An electric skateboard is typically a modified skateboard propelled by an electric motor, the power of which is usually controlled with an RF remote. As with a regular skateboard, it is steered by the rider shifting his or her weight. It was originally designed for local transport, but now offer a more serious "Off Road" model as a new thrill sport. The Off Road style boards are able to traverse grass, gravel, dirt and hard sand with ease and are often seen at low tide on the beach.

Battery and range[edit]

The typical range for an 800-watt unit with a LiFePO4 battery is between 16 and 20 km (9–12 miles). 600 W units achieve 20% less range than their 800 W counterparts, and units using the older sealed lead acid batteries achieve 30% less range than those using the LiFePO4 batteries. The maximum speed of a typical electric skateboard is about 25–40 kilometres per hour (16–25 mph).[1]

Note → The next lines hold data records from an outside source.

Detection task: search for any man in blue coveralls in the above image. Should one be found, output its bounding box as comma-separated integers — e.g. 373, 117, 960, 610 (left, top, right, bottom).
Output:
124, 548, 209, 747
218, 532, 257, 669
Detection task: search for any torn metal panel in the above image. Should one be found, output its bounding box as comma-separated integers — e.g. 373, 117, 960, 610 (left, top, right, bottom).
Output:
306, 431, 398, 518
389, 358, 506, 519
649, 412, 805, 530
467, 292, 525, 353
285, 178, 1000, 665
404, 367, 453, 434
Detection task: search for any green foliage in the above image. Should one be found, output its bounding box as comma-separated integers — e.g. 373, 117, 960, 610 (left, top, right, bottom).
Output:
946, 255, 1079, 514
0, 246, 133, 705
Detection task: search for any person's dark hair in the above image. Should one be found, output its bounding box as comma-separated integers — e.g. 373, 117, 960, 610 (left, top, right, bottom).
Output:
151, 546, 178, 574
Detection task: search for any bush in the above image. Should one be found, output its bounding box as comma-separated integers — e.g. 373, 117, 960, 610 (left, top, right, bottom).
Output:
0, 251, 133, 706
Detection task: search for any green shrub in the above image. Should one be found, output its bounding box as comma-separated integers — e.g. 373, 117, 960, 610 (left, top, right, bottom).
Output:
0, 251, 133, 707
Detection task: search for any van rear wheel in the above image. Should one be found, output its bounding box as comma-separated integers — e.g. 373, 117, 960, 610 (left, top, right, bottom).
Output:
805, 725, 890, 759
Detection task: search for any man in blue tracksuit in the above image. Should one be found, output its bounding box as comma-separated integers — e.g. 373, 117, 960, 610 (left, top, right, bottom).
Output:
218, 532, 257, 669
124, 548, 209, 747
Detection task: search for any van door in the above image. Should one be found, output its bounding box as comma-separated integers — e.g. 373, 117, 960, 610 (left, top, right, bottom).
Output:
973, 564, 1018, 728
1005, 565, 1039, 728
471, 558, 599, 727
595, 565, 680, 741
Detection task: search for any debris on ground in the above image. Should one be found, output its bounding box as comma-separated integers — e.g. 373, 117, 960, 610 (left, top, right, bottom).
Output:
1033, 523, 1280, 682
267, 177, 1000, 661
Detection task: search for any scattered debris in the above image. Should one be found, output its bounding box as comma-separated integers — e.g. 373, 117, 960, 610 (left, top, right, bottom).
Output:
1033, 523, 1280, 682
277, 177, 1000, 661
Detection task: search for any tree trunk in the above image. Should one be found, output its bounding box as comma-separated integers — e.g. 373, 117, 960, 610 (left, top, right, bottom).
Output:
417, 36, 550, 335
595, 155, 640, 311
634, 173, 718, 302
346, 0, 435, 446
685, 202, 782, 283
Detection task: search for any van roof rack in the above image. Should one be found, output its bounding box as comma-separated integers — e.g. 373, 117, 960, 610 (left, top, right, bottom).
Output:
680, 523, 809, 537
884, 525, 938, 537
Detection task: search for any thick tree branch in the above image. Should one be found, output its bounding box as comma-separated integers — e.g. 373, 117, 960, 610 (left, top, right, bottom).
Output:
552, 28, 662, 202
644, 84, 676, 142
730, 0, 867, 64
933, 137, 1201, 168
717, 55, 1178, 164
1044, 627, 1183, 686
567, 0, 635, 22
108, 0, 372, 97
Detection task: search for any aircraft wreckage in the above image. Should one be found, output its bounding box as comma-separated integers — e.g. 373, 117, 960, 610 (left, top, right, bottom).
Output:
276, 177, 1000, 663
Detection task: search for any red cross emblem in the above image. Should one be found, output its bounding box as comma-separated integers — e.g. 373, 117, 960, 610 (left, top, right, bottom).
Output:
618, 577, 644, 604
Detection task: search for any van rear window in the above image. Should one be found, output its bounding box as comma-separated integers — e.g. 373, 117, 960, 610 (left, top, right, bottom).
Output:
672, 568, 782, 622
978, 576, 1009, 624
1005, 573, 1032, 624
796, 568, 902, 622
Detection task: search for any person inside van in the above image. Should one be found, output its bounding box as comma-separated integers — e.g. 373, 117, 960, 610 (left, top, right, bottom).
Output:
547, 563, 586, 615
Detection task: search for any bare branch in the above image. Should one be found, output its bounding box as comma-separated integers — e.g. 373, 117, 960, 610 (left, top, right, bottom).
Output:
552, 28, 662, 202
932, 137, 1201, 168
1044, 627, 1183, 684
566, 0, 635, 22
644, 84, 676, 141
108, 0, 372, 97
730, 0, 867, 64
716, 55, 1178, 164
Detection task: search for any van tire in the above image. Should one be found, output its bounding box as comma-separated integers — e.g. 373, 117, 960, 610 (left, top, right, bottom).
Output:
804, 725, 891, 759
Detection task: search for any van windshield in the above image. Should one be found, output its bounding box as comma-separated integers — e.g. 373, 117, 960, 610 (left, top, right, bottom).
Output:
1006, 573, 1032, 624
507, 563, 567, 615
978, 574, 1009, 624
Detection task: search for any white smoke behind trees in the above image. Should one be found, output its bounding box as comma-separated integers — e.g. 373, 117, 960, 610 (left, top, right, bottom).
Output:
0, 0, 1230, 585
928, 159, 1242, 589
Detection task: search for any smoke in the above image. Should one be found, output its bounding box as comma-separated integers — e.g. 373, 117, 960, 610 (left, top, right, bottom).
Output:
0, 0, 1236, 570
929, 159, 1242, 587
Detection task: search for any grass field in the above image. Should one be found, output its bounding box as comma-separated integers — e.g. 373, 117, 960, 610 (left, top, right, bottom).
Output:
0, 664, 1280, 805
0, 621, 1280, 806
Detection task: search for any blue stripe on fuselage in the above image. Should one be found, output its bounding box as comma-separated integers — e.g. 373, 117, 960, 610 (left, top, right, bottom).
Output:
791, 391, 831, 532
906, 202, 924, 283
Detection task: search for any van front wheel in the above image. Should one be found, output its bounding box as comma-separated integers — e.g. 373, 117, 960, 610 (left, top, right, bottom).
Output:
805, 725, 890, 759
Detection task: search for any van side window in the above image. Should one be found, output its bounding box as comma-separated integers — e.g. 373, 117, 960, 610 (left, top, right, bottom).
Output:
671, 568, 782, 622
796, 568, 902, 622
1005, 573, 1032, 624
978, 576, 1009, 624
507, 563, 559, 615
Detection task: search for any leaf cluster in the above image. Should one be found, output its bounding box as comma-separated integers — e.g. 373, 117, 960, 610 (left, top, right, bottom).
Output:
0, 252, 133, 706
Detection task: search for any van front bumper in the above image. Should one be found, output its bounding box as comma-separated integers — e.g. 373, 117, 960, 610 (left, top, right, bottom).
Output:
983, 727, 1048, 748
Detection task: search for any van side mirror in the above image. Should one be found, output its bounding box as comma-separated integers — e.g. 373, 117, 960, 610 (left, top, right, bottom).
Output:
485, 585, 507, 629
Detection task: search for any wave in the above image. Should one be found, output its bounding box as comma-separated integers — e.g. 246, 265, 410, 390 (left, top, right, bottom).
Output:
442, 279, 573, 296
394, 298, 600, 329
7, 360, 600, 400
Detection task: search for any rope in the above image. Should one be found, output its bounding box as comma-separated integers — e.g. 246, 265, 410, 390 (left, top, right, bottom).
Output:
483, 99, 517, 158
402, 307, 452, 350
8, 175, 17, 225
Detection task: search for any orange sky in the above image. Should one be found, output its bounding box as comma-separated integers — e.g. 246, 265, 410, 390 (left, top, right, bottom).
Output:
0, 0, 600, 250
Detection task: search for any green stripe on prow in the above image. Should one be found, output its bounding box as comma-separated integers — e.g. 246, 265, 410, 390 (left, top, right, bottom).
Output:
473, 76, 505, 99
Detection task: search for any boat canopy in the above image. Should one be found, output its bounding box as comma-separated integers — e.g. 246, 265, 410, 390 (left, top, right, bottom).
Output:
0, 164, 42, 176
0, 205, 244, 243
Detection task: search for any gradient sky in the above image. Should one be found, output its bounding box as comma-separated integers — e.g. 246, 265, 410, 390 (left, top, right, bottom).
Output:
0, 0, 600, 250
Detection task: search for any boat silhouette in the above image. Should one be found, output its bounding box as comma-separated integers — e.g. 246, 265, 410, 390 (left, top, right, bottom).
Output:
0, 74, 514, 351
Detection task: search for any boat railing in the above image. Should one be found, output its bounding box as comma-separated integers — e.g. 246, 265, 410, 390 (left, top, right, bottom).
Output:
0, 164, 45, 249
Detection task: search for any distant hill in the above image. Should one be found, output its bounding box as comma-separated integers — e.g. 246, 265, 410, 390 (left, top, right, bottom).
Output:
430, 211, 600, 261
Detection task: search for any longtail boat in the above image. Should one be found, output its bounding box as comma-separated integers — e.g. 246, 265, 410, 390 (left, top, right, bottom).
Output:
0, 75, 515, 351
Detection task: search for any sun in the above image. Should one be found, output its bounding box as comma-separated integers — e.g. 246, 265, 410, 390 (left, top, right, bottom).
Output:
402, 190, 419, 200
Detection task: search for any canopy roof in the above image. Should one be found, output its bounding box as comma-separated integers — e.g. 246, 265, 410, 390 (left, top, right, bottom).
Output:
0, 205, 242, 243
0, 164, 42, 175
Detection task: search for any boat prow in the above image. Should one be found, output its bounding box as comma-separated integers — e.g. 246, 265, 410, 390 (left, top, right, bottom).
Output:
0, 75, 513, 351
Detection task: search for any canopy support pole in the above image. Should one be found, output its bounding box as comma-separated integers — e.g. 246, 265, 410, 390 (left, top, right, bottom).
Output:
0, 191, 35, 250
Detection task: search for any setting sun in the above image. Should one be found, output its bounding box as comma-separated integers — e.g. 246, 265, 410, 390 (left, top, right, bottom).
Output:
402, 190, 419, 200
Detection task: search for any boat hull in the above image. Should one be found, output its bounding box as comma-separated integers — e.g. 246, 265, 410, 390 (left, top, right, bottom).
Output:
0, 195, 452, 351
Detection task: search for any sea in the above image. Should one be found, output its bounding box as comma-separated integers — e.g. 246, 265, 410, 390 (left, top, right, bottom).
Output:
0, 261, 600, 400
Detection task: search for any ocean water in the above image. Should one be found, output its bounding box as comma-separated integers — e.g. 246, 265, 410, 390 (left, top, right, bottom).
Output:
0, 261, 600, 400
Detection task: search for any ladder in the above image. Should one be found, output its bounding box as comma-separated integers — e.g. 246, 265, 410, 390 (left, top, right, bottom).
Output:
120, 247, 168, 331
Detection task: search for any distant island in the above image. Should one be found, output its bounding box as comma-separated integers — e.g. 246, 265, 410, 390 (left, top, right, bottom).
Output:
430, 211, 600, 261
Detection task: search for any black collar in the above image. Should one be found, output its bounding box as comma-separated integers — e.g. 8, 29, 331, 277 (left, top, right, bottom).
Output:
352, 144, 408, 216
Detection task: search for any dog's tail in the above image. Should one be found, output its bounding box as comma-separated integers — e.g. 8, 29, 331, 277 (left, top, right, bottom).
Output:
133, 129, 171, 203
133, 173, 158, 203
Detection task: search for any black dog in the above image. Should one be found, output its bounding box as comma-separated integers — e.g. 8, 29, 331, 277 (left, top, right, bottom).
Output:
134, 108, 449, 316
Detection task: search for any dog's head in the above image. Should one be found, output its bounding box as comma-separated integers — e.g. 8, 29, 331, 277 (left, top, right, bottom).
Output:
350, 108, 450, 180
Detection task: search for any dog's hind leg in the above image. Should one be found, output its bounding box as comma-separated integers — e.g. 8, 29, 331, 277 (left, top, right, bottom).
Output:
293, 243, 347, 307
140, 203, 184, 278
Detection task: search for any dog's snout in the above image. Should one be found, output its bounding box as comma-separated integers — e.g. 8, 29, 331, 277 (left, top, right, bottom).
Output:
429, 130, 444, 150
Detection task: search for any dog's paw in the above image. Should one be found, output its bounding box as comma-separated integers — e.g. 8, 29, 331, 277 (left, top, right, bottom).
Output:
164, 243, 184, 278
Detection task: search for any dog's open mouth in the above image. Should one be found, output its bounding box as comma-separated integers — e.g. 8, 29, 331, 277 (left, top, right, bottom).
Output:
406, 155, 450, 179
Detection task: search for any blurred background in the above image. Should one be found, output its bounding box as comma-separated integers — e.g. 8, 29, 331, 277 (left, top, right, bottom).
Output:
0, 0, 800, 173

Many manufacturers now offer 12 Ah LiFePO4 packs as an optional upgrade over the more standard SLA battery packs, which reduces the weight of the boards by 10 kg (LiFePO4 packs weigh in at 5 kg compared to the 15 kg of the standard SLA pack). This results in a lighter, more agile board. Additionally, discharge chemistry of a LiFePO4 battery allows the motor to run at top speed constantly until the battery is exhausted, compared to the initial high current from an SLA battery which quickly tapers off as it discharges. Furthermore, a high quality 12 Ah-rated LiFePO4 pack can realistically deliver 9–10 Ah, compared to a 12 Ah-rated SLA pack which realistically delivers 7–8 Ah due to the high energy demands of an electric skateboard's motor (typically 25–35 amps when riding at high speed, over rough or sloping terrain).[2]

By increasing the battery capacity to 20 Ah (using small-factor LiFePO4 pouch cells), ranges of 30 kilometers or more can be achieved even when riding at constant high speed. In 2016, four companies started to offer electric skateboards with the ability to run over 30km with an 8Ah battery unlike their predecessors who offer up to 25km and cost almost double.

History[edit]

The first mass-produced powered skateboard was the Motoboard. It was first created in the summer of 1975. The Motoboard is gasoline powered[contradictory] and served as a grandfather to the electric skateboards we have today.[citation needed]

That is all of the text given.